How safe are your records on your local practice server or even on a networked surgery server operating off a local practice server hub and locked up somewhere?  How safe are they on the virtual private network of your scriptwriter provider? Very unsafe, especially compared to the sort of security that is now bank and financial services standard that you get in most high standard cloud data facilities. These places are much harder to get into than banks. You couldn’t  even blow one up if you secured yourself the best bunker-piercing missile the US airforce has to offer.
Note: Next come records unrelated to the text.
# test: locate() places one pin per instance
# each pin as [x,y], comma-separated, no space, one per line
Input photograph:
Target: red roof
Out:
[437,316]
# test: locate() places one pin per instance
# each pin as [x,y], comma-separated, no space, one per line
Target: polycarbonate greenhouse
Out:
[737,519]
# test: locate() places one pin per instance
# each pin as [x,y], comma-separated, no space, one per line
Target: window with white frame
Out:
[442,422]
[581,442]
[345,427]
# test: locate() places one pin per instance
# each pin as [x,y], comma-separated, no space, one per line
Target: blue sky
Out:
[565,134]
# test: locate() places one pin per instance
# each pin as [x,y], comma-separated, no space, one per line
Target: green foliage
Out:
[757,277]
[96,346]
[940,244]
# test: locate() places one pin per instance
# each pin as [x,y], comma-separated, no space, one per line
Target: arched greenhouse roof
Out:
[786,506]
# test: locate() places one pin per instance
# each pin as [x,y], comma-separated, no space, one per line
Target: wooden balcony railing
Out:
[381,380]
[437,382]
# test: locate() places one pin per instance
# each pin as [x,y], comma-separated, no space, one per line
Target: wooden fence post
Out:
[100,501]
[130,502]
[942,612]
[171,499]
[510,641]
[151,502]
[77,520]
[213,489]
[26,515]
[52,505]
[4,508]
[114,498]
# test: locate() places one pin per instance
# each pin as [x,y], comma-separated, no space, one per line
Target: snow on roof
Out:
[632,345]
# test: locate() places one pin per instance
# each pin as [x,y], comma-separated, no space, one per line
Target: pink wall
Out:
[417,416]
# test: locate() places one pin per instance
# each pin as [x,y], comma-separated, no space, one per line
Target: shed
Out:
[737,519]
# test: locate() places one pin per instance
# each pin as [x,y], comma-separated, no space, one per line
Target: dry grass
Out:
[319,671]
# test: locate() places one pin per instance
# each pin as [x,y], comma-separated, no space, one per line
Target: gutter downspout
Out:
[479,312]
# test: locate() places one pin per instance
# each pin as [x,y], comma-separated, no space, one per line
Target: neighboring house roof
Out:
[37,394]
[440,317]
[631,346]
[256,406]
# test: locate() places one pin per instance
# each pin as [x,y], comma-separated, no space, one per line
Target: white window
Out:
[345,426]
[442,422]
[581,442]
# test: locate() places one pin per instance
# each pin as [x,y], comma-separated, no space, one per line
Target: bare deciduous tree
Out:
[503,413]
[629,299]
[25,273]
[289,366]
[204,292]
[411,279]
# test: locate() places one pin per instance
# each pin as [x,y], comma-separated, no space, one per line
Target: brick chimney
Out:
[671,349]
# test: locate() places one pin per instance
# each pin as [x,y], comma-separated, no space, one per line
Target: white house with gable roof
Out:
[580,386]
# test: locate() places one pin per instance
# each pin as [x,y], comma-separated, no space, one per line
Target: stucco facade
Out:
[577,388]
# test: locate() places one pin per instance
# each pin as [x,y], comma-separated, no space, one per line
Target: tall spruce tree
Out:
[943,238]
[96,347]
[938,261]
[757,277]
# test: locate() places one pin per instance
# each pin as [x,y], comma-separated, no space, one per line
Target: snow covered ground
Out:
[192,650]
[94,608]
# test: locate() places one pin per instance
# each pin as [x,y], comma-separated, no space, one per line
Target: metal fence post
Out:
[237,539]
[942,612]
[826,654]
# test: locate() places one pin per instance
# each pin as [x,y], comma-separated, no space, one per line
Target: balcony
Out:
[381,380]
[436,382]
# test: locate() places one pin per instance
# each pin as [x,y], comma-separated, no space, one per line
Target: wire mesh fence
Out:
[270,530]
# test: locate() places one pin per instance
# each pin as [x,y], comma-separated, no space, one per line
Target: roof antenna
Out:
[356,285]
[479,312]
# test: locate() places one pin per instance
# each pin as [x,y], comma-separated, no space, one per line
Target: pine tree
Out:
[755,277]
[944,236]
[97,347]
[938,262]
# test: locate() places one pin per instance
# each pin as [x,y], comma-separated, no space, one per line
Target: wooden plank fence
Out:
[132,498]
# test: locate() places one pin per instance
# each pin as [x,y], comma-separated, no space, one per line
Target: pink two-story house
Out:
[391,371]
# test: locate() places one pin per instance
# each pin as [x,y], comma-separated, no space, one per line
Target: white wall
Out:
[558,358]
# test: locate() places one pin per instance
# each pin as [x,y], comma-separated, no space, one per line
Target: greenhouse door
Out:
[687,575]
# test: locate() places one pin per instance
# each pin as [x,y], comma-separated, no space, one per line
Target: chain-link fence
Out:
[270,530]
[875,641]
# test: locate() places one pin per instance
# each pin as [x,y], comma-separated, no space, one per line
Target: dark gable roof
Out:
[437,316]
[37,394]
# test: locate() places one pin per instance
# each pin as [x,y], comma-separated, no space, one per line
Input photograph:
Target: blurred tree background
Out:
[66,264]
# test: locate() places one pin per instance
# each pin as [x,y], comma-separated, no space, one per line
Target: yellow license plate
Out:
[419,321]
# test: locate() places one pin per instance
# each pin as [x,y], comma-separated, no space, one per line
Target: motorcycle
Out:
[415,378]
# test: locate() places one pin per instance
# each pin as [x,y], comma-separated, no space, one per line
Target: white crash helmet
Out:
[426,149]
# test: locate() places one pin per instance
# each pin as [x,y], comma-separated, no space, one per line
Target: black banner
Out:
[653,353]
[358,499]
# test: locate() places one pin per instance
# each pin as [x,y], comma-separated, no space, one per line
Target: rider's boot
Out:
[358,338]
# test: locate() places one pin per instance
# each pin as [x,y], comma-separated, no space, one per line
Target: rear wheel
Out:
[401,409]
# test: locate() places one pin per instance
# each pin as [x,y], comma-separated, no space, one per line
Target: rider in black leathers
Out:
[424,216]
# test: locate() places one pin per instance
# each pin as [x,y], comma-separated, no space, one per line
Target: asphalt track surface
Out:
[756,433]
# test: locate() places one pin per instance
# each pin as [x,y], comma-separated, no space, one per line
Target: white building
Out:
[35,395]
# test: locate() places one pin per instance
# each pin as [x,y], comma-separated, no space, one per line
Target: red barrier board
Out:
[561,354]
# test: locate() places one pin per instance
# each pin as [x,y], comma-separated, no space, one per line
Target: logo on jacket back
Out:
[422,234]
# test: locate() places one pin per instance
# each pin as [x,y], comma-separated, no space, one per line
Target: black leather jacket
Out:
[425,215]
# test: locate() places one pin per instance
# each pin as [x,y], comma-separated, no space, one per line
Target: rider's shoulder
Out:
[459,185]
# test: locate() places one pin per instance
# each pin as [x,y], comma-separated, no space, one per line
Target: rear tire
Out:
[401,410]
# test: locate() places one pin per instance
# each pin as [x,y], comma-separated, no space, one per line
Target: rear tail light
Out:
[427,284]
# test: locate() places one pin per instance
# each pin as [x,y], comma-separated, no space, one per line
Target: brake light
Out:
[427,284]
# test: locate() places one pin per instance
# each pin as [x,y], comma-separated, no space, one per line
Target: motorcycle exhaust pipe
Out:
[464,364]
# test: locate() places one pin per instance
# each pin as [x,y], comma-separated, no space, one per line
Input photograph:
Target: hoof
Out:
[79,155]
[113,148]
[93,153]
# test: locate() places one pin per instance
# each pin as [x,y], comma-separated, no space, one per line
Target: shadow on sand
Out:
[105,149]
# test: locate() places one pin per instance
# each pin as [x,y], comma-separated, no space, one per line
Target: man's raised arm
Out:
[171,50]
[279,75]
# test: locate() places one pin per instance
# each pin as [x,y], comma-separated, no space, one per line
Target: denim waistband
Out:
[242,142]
The medical web iceberg is growing bigger and bigger, as the web does. And despite all the press hype about hacks into the likes of Ashley Maddison and the US Army, the security around the emerging major ‘cloud hubs’ is huge compared to what we have currently and what we accept in our everyday lives when we log onto the likes of Facebook and Twitter.

There are very real problems to be faced in getting the e-Health record going (not the least of which is how it’s been managed by NEHTA – not greatest ROI on $1 billion spent so far).

The security of your patients e-Health record ‘in the cloud’ isn’t one of them.